Implemented BERTopic for topic extraction, enabling topic-based retrieval alongside vector database search.

4.2 Bounding Boxes

Integrated bounding boxes to allow users to verify answers against original document sources.

4.3 Agentic Workflow

Developed an actor-critic feedback loop, using a rephraser agent and critic agent to improve the quality of generated answers. The exact architecture is given in the architecture diagram above.

5. Presentation and Reports (Weeks 11-12)

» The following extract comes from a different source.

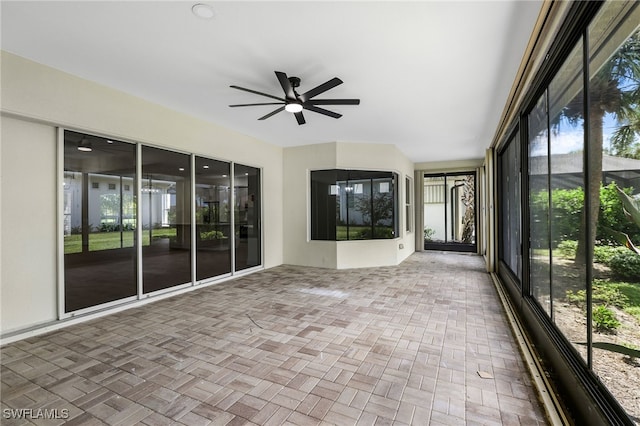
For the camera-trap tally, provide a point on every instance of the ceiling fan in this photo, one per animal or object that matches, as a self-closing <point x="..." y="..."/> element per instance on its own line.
<point x="295" y="103"/>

Finalized documentation, created presentation slides, and made the project repository accessible on GitHub: https://github.com/jianyangg/local-llm

6. Limitations and Future Improvements

6.1 Speed

The actor-critic workflow, though accurate, slows down execution. Exploring hardware acceleration options could improve performance.

6.2 Chunking

Current OCR-based chunking could be enhanced with ensemble or semantic methods for better retrieval and answer generation.

6.3 Document Chunk Limit

Investigating flexible document chunk limits may prevent exclusion of relevant information in large documents.

6.4 Objective Evaluation

More objective evaluation metrics like Ragas could refine performance assessment.

6.5 Knowledge Graph

Further research is needed to improve Cypher command generation for a more accurate knowledge graph structure.

7. Conclusion

The project demonstrates a viable multi-tenant RAG prototype with an actor-critic framework and topic modeling, enhancing RAG performance. Future improvements will focus on refining parsing and chunking methods for improved results.

8. References

Defence Science and Technology Agency (DSTA). (2024). About Us. DSTA
Ollama. (2024). FAQ. GitHub
Meta. (2024). Introducing Llama 3.1. Meta
Lewis et al. (2020). Retrieval-Augmented Generation for NLP. arXiv
Hugging Face. (2022). Text Generation Inference. HuggingFace
Kwon et al. (2023). Efficient Memory Management for LLM Serving. arXiv
LangGraph. LangGraph
Sukla, A. (2024). Efficient RAG with Document Layout. Substack
Wu, J. (2023). Mastering PDFs. Medium
Neo4j Documentation. Neo4j
Grootendorst, M. (2022). BERTopic: Neural Topic Modeling. arXiv
Damodaran, P. FlashRank. GitHub
Jeong et al. (2024). Adaptive-RAG. arXiv
Asai et al. (2023). Self-RAG. arXiv
Yan et al. (2024). Corrective Retrieval Augmented Generation. arXiv
LLMSherpa Documentation. GitHub
Es et al. (2023). RAGAS Evaluation. arXiv

Acknowledgments

I am deeply grateful for the opportunity to work at Defence Science & Technology Agency (Enterprise Digital Services). Special mention to my internship mentors Yong Han Ching and Benjamin Lau Chueng Kiat for their unwavering guidance, support, and encouragement throughout my internship. Your expertise and insights have been instrumental in this journey, and I am truly appreciative of the time and effort you invested in my development.

I am also thankful to the entire team at Enterprise Digital Services for fostering a welcoming and collaborative environment. It was truly enjoyable working there.